JAK inhibitors are an emerging treatment option for psoriasis that selectively inhibit different enzymes in the JAK/STAT pathway.
Oral tofacitinib is a JAK1/JAK3 inhibitor that is well characterized through phase III clinical trials but is not yet FDA approved for use in plaque psoriasis.
Eight other JAK inhibitors are undergoing clinical trials for use in plaque psoriasis.
Oral tofacitinib and upadacitinib are FDA approved for use in psoriatic arthritis, and several other JAK inhibitors are undergoing clinical trials for use in psoriatic arthritis.
Topical JAK inhibitors are undergoing clinical trials; however, medication adherence must be followed for increased efficacy.

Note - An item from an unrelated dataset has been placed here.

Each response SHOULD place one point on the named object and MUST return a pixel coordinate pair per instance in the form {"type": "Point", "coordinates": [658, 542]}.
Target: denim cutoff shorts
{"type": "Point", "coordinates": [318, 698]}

The reported adverse effects for oral JAK inhibitors are increased incidence of herpes zoster (HZ) infections, increased lipids and liver enzymes, and decreased neutrophils and hemoglobin. In a long-term open-label study of oral tofacitinib, prostate (n=15), lung (n=9), and breast cancer (n=6) and, although rare, major adverse cardiac events (MACE) were reported. The FDA issued a black box warning for increased risk of serious infection, mortality, malignancy, MACE, and thrombosis for all approved JAK inhibitors.
Selective JAK inhibitors may provide similar efficacy with a better safety profile in comparison to non-selective JAK inhibitors.